When developing and using AI, we must bear in mind that the data we collect and use can often contain sensitive information about users. This may be information that the user has provided directly, but it may also be information that has been generated during the user’s interaction with the system. Consider a situation where the system offers various recommendations to the user during the interaction and stores not only this information, but also how the user responded to the recommendations. From such data and interactions, other sensitive attributes such as age, gender, but also, for example, sexual orientation or political views can be identified or inferred. It is therefore crucial from the perspective of the trustworthiness of AI systems that we can trust the process of collecting and storing our data and ensure that it is not misused against us. Privacy must therefore be ensured from the moment a user provides information to the system, and throughout the system’s lifecycle.

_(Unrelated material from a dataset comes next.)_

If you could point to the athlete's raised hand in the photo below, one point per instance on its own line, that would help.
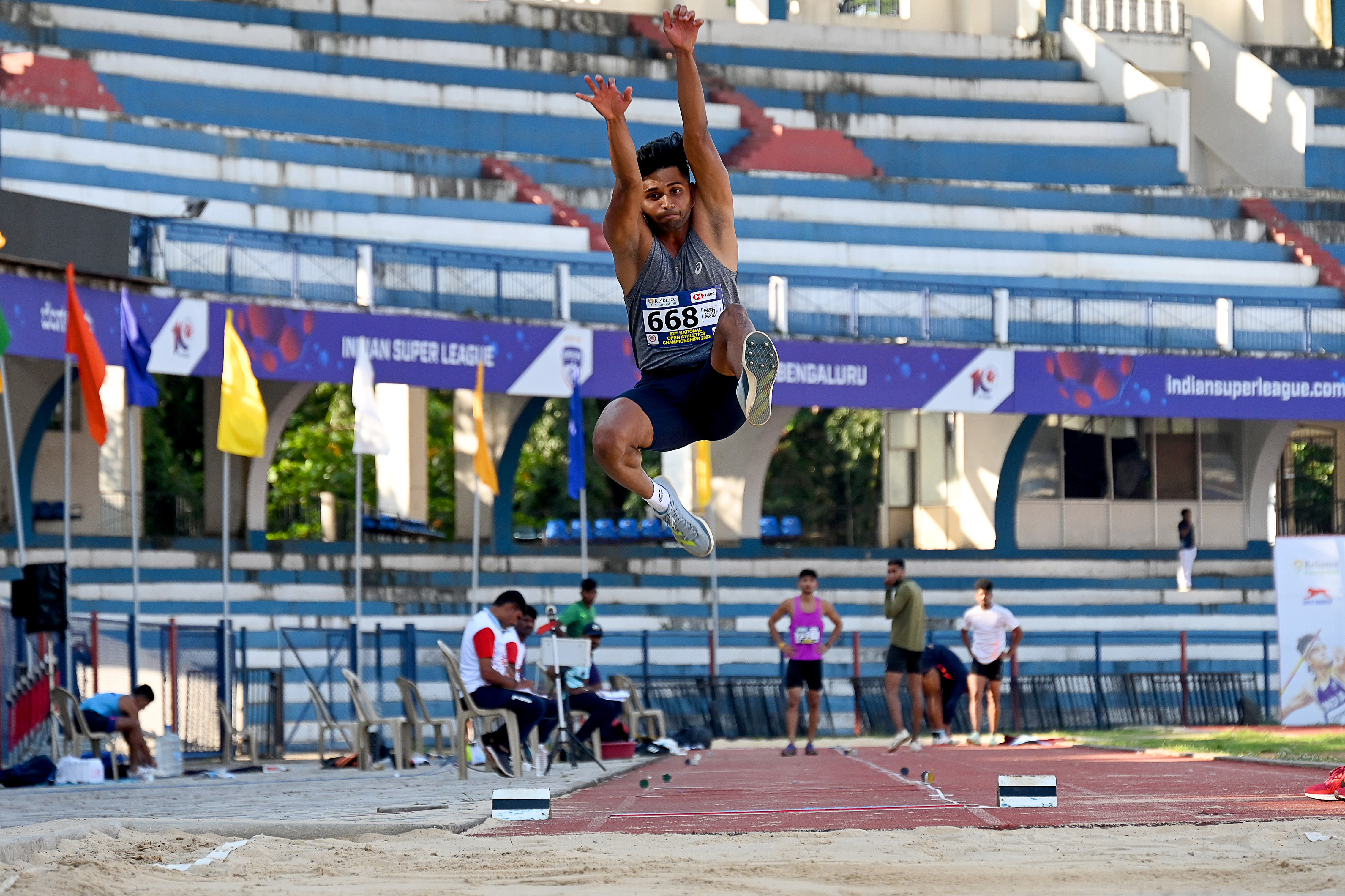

When looking at the performance and accuracy of artificial intelligence systems, it is essential that we pay particular attention to the quality of the data used by the system. The collection and use of data always carries with it the risk of social biases, various distortions and errors. These can affect the reliability and credibility of the outputs generated. It is therefore essential that these issues are addressed before the actual training of the system. The processes used to process the data as well as the datasets themselves should therefore be systematically tested and documented at each stage of development, from planning through training to testing and deployment, to ensure that they are sufficiently reliable.

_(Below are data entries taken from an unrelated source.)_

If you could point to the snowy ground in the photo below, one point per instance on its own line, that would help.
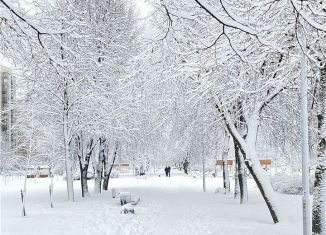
(173, 205)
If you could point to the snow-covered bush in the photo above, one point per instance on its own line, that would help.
(288, 183)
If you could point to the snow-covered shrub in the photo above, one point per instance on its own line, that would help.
(288, 183)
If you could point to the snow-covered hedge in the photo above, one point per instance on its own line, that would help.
(288, 183)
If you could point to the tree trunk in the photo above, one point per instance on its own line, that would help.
(319, 198)
(83, 180)
(99, 167)
(107, 173)
(241, 174)
(262, 183)
(248, 150)
(226, 178)
(84, 162)
(65, 121)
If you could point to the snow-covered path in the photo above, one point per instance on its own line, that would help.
(173, 205)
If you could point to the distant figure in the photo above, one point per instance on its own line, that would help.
(166, 169)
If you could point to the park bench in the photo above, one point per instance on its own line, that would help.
(127, 200)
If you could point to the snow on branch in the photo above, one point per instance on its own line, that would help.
(310, 21)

Among other things, organisations should implement processes and procedures that clearly define the rules regarding access to personal data beyond the scope of applicable legislation such as the General Data Protection Regulation (GDPR). These procedures should transparently state who is authorised to access data and under what circumstances, plus provide adequate tools to verify or investigate how the data is being handled. Access to data should be restricted to employees who not only have the necessary skills, but also the authority and legitimate reason to access individuals’ personal data. Similarly, users should be able to monitor how their data is being handled in a simple and transparent way and where they can direct their doubts about the appropriateness of such processing of their data.This not only ensures privacy protection, but also prevents the potential misuse of information, thereby increasing overall confidence in artificial intelligence and its ability to process our data efficiently and ethically.